Canadian actor (1875–1953)

Samuel Alfred De Grasse (June 12, 1875 – November 29, 1953) was a Canadian actor. He was the uncle of cinematographer Robert De Grasse.

==Biography==
Samuel Alfred De Grasse was born in Bathurst, New Brunswick to Lange De Grasse and Helene ( Comeau), both of French-Canadian descent. He trained to be a dentist, and married Annie McDonnell in 1904. Their daughter, Clementine Bell, was born in 1906. Annie died in 1909 while giving birth to another daughter, Olive, who also died. In 1910, Samuel was practicing dentistry and he and his daughter Clementine were living in Providence, Rhode Island along with his older sister, Mrs. Clementine Fauchy, and her 14-year-old son, Jerome Fauchy.

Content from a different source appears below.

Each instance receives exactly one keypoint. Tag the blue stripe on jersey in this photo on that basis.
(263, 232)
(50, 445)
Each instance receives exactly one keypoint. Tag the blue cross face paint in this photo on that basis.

He married British actress Ada Fuller Golden and became a step-father to her three children. His own elder brother, Joe, went into the fledgling movie business and Sam decided to also give it a try. He traveled to New York City and, in 1912, he appeared in his first motion picture. At first he played standard secondary characters such as Dr. Robert Armstrong in Blind Husbands (1919), but when fellow Canadian Mary Pickford set up her own studio with her husband Douglas Fairbanks, he joined them. He portrayed the villainous Prince John in Douglas Fairbanks' 1922 Robin Hood. Afterward, he began to specialize in crafty or slimy villainous roles, such as Senator Charles Summer in The Birth of a Nation (1915), the mill owner Arthur Jenkins in Intolerance (1916), John Carver in The Courtship of Miles Standish (1923), Colonel Lestron in The Eagle of the Sea (1926), a pirate lieutenant in The Black Pirate (1926), a Pharisee in The King of Kings (1927) and King James in The Man Who Laughs (1928). Mary Pickford named him as one of her favorite stars.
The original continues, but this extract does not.